Present Time, Scottish Highlands, the Castle

Durst was not upset about being dead.

But he was upset, mightily so.

His homeland was threatened.

Not for the first time over the ages. But while past threats had come from fierce soldiers he had fought with fiery passion and honor, this danger came in the smooth words and slippery smile from the one known as “Gorgeous.” And though Durst was now a cold ghost, it chilled him.

From a rough-hewn cavern beneath the dungeon, Durst’s vaporous form rose up and up, until he was high above the tower walls. Below him the castle’s grey stones gleamed softly in the weak moonlight.

A fog lifted slowly from the rocky cliff that bordered his land and overlooked a restless inland sea.

An owl swooped past in search of prey. A lone wolf howled. Other creatures of the night went about their quiet business.

This land must not be destroyed!

Durst returned to his solitary chamber deep underground.

He rubbed the flat edge of his stone knife back and forth, back and forth, against his pale blue cheek.

Done then with thinking, he stabbed the blade overhead, and a single crash of thunder quaked the Highland dark, summoning two other unearthly guardians of the castle.

In their own times and in their own ways each of them had devoted their living days to these lands — the proud mountains and their valleys of sweet heather, on which even a god could lie and rest his head and drink from bottomless, clear lakes.

The ghosts shifted in the small space, uncomfortable together. They were not friends. But they were bound by a love of their homeland that could not be bounded by a short earthly life.

Now they needed one from the living world.

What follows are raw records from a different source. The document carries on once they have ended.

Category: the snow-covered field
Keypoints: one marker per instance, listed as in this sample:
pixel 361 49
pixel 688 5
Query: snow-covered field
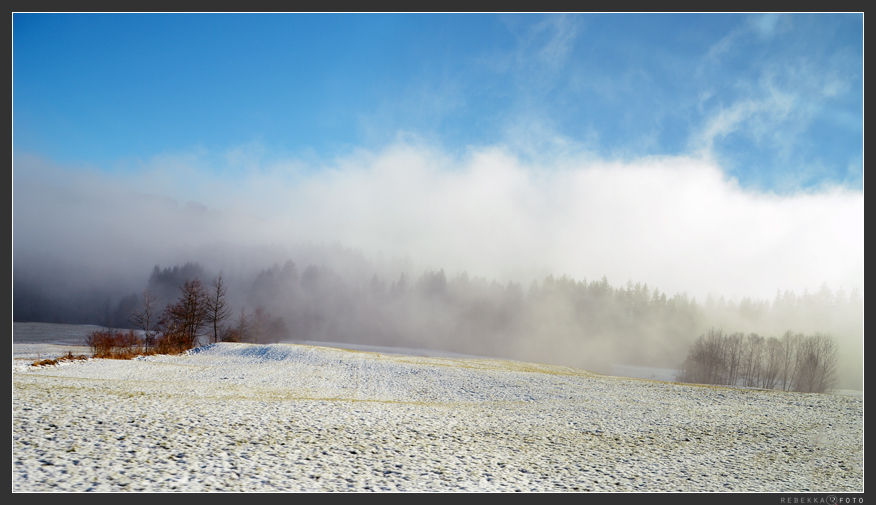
pixel 242 417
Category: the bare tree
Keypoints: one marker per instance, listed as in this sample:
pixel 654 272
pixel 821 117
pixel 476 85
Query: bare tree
pixel 146 318
pixel 241 327
pixel 789 359
pixel 182 321
pixel 817 358
pixel 771 364
pixel 217 308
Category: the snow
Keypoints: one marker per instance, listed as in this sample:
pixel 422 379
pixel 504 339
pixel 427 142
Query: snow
pixel 292 417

One with the purpose ... and the magic ... to protect this sacred place.

Durst took up the length of sapwood from the sacred alder tree on which he had carved the old symbols, and with the stone knife cut the final notch of a simple flute.

The three touched, a spark flew, and it grew until their shimmering forms blazed in a cold, white-gold fire.

Durst’s ancient ghostly lips met the living wood.

He breathed in all their hopes and fears, and sent forth to the Four Winds a sweet, sharp song. His command was clear: “Carry here the youngest of the clan, the youngest Thistle.”

A future was cast.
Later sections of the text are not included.